Effect of adding a tail fin on the galloping behavior of a square prism: A computational study

The emergence of flow energy harvesting as a means to harness energy to maintain low-power electronics gave rise to many new fundamental questions concerned with the galloping instability of prisms. Among such questions is that dealing with manipulating the trailing edge of a galloping prism to improve its overall energy capture characteristics. Specifically, since flow energy harvesters operate in environments where wind fluctuation is a common occurrence, the galloping energy harvester must rise to its steady-state amplitude in the shortest possible time while maintaining a large-amplitude steady-state response. In this paper, we develop a high fidelity computational model to investigate the effects of adding a Y-shaped tail fin to a square prism on its galloping response. In particular, we investigate how the addition of the fin affects the flow pattern around the prism, and how that influences the transient and steady-state galloping response of the harvester.

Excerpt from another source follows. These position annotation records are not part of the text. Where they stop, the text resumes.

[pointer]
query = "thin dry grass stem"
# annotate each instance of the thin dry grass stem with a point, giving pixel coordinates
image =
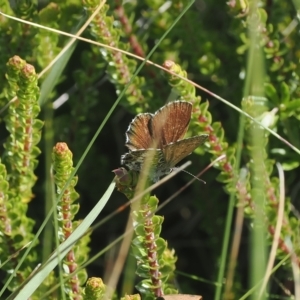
(190, 182)
(280, 216)
(242, 195)
(159, 67)
(63, 51)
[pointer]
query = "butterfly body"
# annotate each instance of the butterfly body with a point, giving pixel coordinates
(158, 139)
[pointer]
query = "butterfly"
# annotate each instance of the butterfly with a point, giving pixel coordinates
(159, 137)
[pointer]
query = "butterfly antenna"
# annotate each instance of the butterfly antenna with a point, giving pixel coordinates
(192, 175)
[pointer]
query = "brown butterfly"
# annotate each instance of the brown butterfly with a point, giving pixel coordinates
(159, 136)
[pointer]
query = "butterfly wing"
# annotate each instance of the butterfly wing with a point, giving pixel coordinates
(138, 135)
(135, 159)
(176, 151)
(170, 123)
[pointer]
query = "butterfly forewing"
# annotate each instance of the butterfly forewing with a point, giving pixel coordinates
(138, 135)
(176, 151)
(170, 123)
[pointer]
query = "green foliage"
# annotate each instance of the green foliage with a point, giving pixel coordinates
(211, 45)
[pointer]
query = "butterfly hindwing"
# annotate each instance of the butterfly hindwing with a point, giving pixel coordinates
(136, 158)
(175, 152)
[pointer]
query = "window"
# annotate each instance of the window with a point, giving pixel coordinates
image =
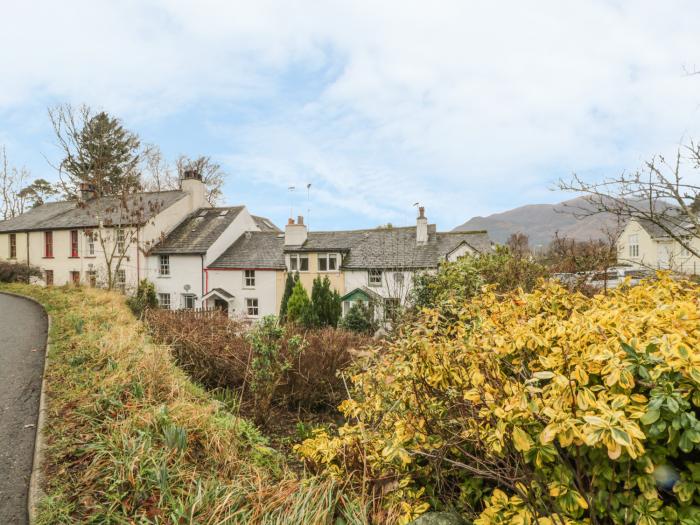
(48, 244)
(121, 241)
(391, 309)
(164, 301)
(249, 278)
(299, 263)
(188, 301)
(634, 245)
(74, 243)
(90, 236)
(251, 305)
(327, 263)
(375, 277)
(120, 283)
(164, 266)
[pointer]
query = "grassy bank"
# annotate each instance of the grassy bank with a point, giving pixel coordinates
(132, 440)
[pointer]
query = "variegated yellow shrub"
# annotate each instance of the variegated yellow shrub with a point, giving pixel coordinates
(546, 406)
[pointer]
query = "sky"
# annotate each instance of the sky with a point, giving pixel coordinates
(468, 108)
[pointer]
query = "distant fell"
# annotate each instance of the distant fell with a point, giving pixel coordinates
(541, 221)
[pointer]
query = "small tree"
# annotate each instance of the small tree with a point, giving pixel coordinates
(299, 308)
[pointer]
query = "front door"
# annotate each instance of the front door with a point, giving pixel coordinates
(220, 304)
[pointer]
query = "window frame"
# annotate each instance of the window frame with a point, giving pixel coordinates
(326, 259)
(633, 245)
(164, 263)
(74, 244)
(248, 307)
(48, 245)
(376, 273)
(295, 262)
(165, 305)
(249, 278)
(13, 245)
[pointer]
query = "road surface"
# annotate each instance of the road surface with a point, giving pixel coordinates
(23, 326)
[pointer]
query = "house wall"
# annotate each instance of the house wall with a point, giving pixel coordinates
(390, 288)
(336, 277)
(265, 290)
(648, 256)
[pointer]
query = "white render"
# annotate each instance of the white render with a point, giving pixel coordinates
(265, 290)
(188, 270)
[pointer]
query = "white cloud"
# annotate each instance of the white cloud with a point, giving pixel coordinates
(466, 106)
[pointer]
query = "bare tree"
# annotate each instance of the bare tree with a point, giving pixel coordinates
(664, 193)
(212, 174)
(12, 181)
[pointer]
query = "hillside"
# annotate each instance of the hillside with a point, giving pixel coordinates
(541, 221)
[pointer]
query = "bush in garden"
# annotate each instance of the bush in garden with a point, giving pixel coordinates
(17, 272)
(544, 407)
(360, 319)
(463, 279)
(145, 298)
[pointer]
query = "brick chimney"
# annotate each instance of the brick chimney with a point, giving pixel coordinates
(421, 227)
(295, 233)
(192, 184)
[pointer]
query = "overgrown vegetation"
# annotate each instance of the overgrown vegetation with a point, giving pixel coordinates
(11, 272)
(544, 406)
(132, 440)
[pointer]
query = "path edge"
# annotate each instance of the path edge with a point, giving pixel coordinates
(36, 478)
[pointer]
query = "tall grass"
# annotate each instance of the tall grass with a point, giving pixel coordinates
(132, 440)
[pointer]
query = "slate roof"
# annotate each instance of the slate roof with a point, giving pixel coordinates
(265, 224)
(263, 250)
(392, 247)
(198, 232)
(362, 249)
(72, 214)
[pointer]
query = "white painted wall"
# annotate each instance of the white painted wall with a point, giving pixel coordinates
(265, 290)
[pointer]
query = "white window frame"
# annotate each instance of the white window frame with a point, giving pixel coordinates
(295, 262)
(185, 298)
(326, 258)
(374, 274)
(164, 265)
(90, 236)
(121, 241)
(248, 278)
(164, 301)
(249, 306)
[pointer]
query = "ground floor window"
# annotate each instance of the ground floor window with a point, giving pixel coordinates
(188, 301)
(164, 300)
(251, 305)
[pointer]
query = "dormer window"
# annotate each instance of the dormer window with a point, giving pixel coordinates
(298, 263)
(327, 262)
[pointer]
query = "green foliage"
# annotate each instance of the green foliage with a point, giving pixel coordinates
(288, 289)
(463, 279)
(299, 308)
(17, 272)
(326, 308)
(145, 298)
(360, 318)
(273, 353)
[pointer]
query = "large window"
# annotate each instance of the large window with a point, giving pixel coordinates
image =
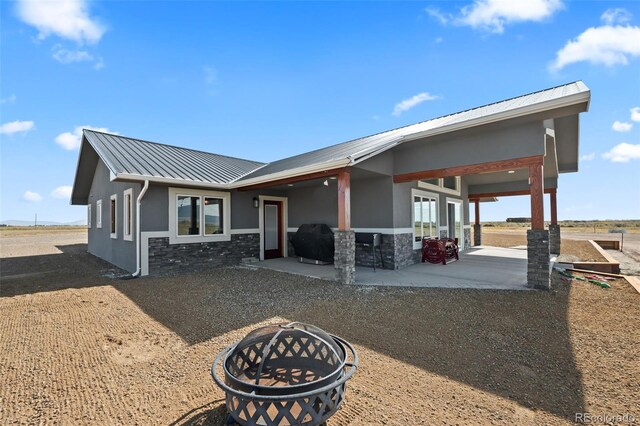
(99, 214)
(128, 215)
(113, 221)
(425, 216)
(198, 216)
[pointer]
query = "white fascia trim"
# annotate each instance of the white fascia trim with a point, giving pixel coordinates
(245, 231)
(144, 252)
(570, 100)
(299, 171)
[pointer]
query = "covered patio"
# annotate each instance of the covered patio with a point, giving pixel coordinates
(481, 267)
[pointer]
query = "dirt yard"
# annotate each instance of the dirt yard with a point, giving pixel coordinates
(79, 347)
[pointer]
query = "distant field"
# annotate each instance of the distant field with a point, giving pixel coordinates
(599, 226)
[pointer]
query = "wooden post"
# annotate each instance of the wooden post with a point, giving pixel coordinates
(554, 208)
(344, 200)
(537, 196)
(477, 202)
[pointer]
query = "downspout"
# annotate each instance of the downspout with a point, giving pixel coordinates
(138, 231)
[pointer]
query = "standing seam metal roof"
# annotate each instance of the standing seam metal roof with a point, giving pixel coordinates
(149, 159)
(358, 148)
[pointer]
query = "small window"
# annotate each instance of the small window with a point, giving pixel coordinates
(113, 223)
(99, 214)
(213, 216)
(128, 215)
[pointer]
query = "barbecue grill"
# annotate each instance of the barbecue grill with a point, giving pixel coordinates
(285, 374)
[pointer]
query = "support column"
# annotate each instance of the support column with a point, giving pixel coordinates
(538, 266)
(554, 228)
(477, 228)
(345, 238)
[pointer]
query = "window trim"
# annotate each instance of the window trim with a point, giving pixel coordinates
(441, 188)
(99, 214)
(425, 194)
(127, 214)
(113, 219)
(174, 238)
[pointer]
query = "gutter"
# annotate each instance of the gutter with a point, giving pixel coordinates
(138, 231)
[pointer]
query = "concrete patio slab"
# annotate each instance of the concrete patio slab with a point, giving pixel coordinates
(480, 267)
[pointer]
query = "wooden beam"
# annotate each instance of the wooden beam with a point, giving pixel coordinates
(473, 197)
(344, 200)
(536, 183)
(554, 207)
(477, 203)
(295, 179)
(472, 169)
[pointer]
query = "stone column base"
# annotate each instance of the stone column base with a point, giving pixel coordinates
(554, 239)
(344, 258)
(477, 235)
(538, 274)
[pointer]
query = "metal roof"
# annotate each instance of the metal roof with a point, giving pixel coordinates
(360, 149)
(135, 157)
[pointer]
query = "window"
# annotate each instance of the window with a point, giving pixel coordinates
(127, 223)
(99, 214)
(198, 216)
(113, 223)
(425, 216)
(449, 184)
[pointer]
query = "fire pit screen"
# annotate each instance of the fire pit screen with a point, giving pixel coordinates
(285, 374)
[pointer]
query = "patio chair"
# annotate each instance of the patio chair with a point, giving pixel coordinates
(439, 250)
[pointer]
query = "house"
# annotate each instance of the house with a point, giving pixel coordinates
(155, 209)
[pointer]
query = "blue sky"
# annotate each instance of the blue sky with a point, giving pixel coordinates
(266, 80)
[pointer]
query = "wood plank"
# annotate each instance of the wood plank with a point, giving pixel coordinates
(471, 169)
(295, 179)
(473, 197)
(554, 207)
(344, 199)
(536, 183)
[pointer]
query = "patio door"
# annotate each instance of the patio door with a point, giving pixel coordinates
(272, 230)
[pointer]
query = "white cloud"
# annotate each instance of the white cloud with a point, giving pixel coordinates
(72, 140)
(407, 104)
(605, 45)
(65, 56)
(588, 157)
(62, 192)
(31, 196)
(623, 153)
(493, 15)
(16, 127)
(8, 100)
(620, 126)
(615, 16)
(68, 19)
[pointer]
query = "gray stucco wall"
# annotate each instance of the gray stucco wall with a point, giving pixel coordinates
(474, 146)
(118, 251)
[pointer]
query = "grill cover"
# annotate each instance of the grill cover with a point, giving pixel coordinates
(315, 242)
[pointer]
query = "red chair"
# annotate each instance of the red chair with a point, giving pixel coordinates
(439, 250)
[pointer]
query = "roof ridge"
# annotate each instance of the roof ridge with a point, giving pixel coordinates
(426, 121)
(173, 146)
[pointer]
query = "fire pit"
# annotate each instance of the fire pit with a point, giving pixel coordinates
(285, 374)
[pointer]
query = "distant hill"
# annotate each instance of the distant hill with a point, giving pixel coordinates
(42, 223)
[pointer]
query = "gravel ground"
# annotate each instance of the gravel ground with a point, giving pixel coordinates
(81, 348)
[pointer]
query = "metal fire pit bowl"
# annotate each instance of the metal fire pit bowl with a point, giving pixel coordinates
(285, 375)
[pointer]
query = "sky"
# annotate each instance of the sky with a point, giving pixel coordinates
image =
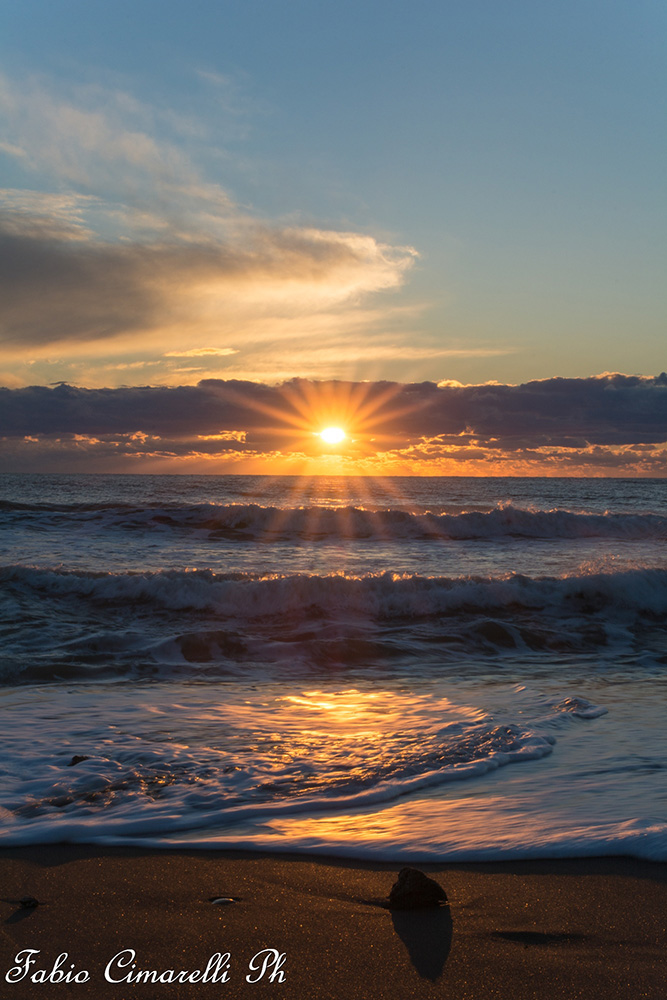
(439, 225)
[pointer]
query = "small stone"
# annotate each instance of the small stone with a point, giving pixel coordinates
(28, 902)
(413, 890)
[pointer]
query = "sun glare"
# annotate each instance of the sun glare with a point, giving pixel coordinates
(333, 435)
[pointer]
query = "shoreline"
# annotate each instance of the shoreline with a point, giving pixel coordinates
(564, 928)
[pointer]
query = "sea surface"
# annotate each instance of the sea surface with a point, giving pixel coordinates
(401, 668)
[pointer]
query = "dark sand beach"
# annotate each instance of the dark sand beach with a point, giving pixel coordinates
(554, 929)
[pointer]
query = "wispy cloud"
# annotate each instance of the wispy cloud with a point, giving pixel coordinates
(202, 352)
(605, 423)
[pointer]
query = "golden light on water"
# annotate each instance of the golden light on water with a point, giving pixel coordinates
(333, 435)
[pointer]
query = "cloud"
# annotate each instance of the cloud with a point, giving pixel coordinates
(202, 352)
(551, 422)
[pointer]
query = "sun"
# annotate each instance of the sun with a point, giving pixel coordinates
(333, 435)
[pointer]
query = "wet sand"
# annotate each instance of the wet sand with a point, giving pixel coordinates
(555, 929)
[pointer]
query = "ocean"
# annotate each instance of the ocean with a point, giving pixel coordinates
(402, 669)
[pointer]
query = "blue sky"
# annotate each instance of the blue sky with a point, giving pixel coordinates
(466, 191)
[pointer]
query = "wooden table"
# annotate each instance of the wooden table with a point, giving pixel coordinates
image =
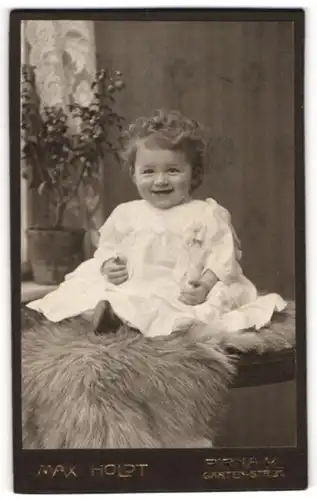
(261, 405)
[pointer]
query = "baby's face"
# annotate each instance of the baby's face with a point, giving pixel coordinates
(163, 177)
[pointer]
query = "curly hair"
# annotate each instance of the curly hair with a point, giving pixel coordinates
(167, 130)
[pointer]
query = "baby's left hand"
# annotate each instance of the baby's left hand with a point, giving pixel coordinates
(194, 293)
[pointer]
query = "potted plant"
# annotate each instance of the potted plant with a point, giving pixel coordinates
(64, 150)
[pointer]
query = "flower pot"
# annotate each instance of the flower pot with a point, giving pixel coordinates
(54, 253)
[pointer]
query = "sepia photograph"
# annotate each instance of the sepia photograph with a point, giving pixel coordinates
(162, 269)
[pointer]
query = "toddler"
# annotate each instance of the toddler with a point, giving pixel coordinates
(165, 260)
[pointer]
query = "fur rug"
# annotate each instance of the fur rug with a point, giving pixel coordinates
(126, 391)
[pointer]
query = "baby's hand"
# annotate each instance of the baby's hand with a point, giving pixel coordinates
(194, 293)
(115, 270)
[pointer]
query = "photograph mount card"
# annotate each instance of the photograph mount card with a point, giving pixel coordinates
(158, 250)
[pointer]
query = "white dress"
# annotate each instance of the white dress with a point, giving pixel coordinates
(164, 248)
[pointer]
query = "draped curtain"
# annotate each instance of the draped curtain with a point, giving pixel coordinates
(64, 56)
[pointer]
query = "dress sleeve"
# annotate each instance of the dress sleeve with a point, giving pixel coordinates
(224, 245)
(111, 235)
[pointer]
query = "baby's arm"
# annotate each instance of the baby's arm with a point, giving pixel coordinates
(112, 264)
(220, 260)
(115, 270)
(196, 291)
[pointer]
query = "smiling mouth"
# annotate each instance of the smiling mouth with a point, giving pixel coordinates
(163, 191)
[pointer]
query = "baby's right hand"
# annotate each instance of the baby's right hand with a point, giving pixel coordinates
(115, 270)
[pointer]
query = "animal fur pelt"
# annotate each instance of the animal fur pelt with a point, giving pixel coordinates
(123, 390)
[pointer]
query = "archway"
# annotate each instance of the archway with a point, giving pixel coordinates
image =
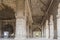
(7, 20)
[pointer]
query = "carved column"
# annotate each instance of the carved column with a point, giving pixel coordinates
(20, 21)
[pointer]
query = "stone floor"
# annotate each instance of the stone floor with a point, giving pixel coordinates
(32, 39)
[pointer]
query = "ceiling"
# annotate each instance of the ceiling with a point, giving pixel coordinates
(38, 8)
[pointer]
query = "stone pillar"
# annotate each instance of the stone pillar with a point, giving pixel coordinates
(55, 26)
(20, 29)
(51, 27)
(20, 21)
(42, 32)
(47, 29)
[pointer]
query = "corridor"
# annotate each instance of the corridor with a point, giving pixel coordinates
(29, 19)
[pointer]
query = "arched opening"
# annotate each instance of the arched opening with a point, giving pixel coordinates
(7, 21)
(37, 32)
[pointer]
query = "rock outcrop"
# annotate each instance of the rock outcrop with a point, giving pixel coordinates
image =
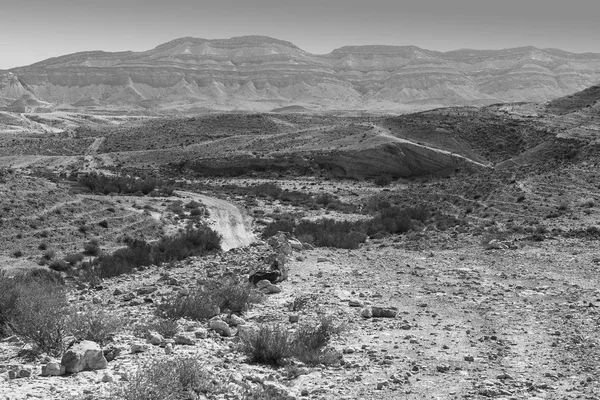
(85, 355)
(261, 73)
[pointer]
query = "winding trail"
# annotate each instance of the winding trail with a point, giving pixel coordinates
(228, 220)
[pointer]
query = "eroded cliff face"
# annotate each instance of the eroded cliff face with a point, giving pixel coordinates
(260, 73)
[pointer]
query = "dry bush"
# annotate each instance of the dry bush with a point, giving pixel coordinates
(167, 328)
(170, 379)
(34, 307)
(272, 343)
(311, 340)
(94, 324)
(213, 296)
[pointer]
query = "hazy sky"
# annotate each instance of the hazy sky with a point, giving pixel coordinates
(33, 30)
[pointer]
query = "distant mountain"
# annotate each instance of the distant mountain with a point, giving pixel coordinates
(262, 73)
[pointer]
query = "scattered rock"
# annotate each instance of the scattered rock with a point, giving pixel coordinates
(384, 312)
(186, 338)
(219, 326)
(139, 348)
(154, 338)
(85, 355)
(366, 312)
(53, 369)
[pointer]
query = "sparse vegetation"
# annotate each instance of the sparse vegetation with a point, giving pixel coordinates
(211, 298)
(122, 184)
(95, 324)
(170, 379)
(33, 305)
(273, 343)
(138, 253)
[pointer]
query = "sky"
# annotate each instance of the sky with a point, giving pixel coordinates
(34, 30)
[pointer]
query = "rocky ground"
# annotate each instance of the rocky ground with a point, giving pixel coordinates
(471, 323)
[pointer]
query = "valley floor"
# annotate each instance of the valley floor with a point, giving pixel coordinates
(504, 324)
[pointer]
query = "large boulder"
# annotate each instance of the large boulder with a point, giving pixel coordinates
(274, 268)
(85, 355)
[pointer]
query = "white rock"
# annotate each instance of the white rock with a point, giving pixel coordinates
(366, 312)
(219, 326)
(154, 338)
(139, 348)
(186, 338)
(53, 369)
(85, 355)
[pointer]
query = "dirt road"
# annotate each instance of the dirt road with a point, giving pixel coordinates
(227, 219)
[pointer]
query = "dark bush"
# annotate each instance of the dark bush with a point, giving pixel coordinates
(211, 297)
(383, 180)
(170, 379)
(94, 324)
(34, 306)
(272, 343)
(138, 253)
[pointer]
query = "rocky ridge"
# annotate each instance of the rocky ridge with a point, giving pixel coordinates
(262, 73)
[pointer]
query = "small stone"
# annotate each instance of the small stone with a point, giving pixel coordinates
(53, 369)
(185, 339)
(235, 320)
(24, 373)
(219, 326)
(355, 303)
(85, 355)
(382, 384)
(366, 312)
(295, 244)
(128, 297)
(262, 284)
(201, 333)
(154, 338)
(108, 377)
(246, 332)
(384, 312)
(139, 348)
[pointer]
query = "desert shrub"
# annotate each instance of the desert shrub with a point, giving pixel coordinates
(73, 258)
(91, 248)
(311, 340)
(138, 253)
(169, 379)
(94, 324)
(191, 242)
(270, 344)
(33, 306)
(274, 342)
(383, 180)
(211, 297)
(58, 265)
(165, 327)
(278, 226)
(331, 233)
(48, 255)
(192, 204)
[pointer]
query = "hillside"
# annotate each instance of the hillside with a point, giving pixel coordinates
(260, 73)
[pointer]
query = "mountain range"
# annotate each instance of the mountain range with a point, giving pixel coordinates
(261, 74)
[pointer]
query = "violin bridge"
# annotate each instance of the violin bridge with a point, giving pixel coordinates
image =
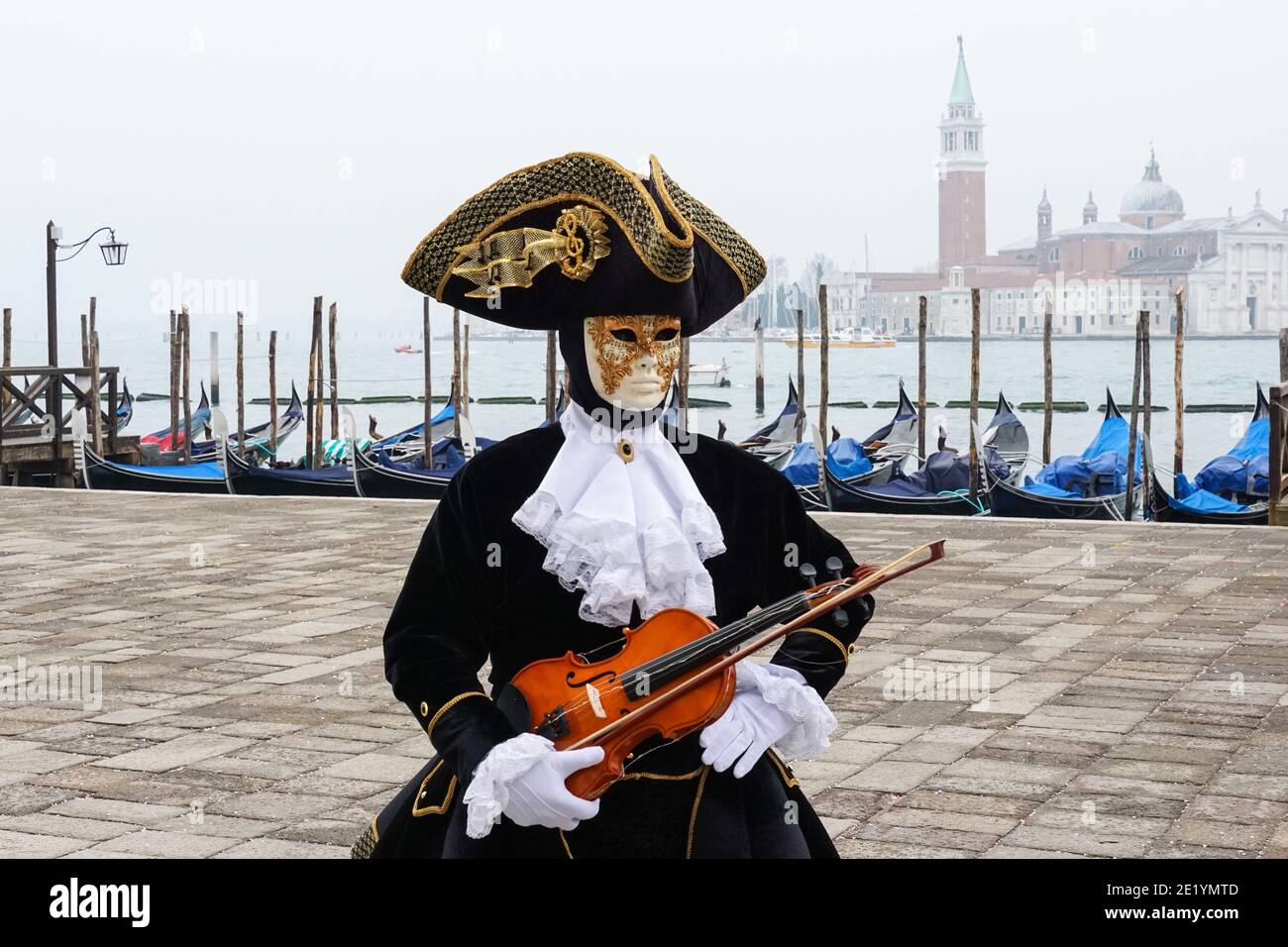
(554, 724)
(595, 702)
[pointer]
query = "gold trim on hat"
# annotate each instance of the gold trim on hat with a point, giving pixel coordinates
(513, 258)
(580, 176)
(733, 249)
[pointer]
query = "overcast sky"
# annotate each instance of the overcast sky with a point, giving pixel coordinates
(307, 153)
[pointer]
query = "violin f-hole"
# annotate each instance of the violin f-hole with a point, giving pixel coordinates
(574, 684)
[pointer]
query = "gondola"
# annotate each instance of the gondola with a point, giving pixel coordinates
(259, 434)
(124, 410)
(940, 487)
(98, 474)
(412, 440)
(868, 463)
(246, 478)
(846, 462)
(1231, 489)
(898, 438)
(780, 434)
(160, 441)
(378, 475)
(1087, 486)
(1009, 437)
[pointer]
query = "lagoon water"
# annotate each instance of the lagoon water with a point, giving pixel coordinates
(1216, 369)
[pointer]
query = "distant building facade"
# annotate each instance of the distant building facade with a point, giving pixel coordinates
(1099, 273)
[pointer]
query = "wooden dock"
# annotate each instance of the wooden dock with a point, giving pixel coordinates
(1087, 689)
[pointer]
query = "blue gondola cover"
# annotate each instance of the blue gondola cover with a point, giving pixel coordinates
(1099, 471)
(845, 459)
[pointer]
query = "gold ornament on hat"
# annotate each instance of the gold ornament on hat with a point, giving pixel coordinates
(513, 258)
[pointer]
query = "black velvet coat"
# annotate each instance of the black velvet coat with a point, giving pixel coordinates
(477, 591)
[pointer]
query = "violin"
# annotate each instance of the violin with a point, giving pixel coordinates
(673, 676)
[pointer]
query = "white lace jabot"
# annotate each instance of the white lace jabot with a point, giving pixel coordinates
(623, 531)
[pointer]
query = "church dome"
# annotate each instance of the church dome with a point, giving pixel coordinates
(1151, 195)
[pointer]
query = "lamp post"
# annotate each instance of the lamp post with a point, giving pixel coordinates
(114, 256)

Results demonstrate that, except for one extreme case involving a long tail fin with a large fork angle, the addition of the tail fin always increases the steady-state amplitude of the galloping response. As far as the rise time is concerned, there exists an optimal fork angle, which results in the shortest rise time for each tail length. This angle is 15° for a tail length of 1D (D is the characteristic length of the prism), 0° for the 0.75D tail fin, and 15° for the shortest tail length of 0.5D.